Who am I to wish for a bargain that would place that burden on someone else?


FORTY

When I was twelve years old, I told myself that everything would be alright.  Staring down turning forty this year, that was the greatest lie ever told.  A false promise to myself to try to make it all go away.  It took me twenty-seven years to recognize that nothing will ever make this alright.  Nothing will ever make this make sense, or feel fair, or be anything other than the reality of the situation.

I never took the same steps that my mother took to help process this.  I never sought counseling or therapy to take the edge off of what I knew was coming.  I never tried to make real sense of it, even though it had become the only reality that I knew.

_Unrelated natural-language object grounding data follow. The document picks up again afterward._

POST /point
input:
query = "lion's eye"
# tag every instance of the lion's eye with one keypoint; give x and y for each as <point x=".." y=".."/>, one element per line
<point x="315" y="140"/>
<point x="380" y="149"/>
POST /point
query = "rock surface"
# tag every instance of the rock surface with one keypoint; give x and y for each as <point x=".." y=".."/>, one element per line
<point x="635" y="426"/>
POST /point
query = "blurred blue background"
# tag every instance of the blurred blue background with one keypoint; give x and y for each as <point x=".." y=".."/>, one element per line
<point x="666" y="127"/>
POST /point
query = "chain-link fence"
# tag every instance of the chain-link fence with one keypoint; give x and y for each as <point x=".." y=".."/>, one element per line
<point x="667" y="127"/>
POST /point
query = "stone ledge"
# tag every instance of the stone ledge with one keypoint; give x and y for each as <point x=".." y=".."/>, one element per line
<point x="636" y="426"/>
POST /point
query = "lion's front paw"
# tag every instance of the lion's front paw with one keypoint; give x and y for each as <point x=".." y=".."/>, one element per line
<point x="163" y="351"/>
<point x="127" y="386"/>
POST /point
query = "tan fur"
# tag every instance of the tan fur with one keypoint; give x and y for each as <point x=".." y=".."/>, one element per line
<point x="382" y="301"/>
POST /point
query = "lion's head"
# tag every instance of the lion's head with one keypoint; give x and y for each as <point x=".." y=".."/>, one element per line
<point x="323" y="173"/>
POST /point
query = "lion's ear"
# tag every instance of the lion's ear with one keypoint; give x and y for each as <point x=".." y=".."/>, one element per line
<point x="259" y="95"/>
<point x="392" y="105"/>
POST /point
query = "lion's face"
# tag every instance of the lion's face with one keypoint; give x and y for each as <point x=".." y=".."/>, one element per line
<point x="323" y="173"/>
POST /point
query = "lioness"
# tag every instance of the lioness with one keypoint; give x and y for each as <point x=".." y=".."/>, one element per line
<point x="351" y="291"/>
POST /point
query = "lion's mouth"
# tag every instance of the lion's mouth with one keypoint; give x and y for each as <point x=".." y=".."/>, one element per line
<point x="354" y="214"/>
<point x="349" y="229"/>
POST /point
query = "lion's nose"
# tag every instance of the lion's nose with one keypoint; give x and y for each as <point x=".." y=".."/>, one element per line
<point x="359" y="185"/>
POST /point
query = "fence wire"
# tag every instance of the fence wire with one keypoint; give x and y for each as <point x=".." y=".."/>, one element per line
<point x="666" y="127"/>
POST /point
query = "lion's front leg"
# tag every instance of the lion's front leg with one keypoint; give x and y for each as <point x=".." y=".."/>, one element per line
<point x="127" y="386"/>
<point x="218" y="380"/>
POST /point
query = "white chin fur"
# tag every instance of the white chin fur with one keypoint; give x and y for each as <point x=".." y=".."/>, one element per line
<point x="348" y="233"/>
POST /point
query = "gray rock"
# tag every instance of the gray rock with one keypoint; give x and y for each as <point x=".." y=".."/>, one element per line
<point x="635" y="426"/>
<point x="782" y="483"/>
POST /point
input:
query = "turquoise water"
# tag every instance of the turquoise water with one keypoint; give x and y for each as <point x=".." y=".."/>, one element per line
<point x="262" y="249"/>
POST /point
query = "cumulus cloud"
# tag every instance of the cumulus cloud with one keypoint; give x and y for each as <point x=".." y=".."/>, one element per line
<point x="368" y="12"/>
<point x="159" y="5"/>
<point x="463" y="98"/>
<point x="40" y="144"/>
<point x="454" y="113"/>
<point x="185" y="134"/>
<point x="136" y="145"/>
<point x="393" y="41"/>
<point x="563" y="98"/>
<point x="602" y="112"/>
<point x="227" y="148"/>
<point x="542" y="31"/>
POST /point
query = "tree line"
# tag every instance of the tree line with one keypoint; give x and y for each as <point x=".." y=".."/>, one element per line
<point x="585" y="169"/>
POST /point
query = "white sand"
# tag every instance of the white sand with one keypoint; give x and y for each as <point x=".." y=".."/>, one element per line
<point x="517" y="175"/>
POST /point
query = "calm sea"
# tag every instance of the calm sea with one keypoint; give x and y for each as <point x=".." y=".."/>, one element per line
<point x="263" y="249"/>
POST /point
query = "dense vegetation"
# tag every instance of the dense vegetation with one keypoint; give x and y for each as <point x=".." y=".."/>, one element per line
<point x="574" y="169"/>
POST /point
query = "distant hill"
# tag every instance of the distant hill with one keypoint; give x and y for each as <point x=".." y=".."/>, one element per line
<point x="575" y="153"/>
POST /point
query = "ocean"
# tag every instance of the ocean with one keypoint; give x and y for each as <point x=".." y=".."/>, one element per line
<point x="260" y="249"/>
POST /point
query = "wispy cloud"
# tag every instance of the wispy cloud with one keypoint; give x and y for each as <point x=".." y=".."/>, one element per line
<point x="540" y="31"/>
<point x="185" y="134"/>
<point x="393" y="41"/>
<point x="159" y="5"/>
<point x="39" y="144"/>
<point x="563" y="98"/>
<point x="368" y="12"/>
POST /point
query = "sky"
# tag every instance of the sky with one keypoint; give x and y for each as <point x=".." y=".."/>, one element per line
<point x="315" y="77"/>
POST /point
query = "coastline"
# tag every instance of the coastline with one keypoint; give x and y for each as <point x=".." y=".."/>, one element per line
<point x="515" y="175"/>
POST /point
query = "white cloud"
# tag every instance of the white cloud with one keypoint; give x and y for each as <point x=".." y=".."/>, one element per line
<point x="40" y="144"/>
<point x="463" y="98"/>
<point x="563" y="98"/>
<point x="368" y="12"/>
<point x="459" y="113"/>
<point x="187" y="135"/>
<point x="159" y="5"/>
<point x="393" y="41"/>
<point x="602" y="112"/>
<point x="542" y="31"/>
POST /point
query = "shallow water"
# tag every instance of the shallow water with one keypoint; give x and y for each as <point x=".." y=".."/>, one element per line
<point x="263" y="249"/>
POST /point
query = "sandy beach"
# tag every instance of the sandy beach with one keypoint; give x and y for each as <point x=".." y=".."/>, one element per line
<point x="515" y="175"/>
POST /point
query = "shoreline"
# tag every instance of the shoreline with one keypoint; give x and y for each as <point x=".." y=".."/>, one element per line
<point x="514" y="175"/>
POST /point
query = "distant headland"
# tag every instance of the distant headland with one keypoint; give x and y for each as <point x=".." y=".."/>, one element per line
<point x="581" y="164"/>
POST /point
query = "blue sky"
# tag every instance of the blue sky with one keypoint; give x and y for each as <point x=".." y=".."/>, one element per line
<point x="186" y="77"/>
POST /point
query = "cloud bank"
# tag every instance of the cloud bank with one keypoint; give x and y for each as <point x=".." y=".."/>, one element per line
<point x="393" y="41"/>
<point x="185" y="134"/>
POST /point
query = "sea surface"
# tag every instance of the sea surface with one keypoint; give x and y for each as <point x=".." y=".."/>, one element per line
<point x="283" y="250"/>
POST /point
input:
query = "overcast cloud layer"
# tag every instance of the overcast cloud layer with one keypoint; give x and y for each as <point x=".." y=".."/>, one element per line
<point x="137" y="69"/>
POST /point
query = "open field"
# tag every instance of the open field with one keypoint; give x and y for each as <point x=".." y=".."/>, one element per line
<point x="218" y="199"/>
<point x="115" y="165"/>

I have had to say goodbye to a nephew I never met, a sister I barely knew, a grandfather that I respected, a grandmother that I cared for, a grandfather I only met twice, a grandmother that I resented, a classmate who shot himself, two friends in the span of two years, and countless creative idols.  And here I sit, knowing that my mother will soon join that long list, and I know that it is something I am not prepared for.

As we sit and discuss what she wants done with her belongings, and she asks me if I want to keep this, or keep that, or if I think that something else may be better delivered to the hands of another relative, all that I can do is try to pretend that we’re just sitting, watching television and watching movies, and talking about life and the world that seems to be a constant disappointment.

And in those moments, nothing else matters.


ZERO

When I was twelve years old

The spiral began to circle, never ending.

Nothing felt real. Time was an illusion.

Ignore it.

Push it all aside.

Leave it alone.

Run away from it.

Ignore it.

It can’t hurt you if you don’t let it.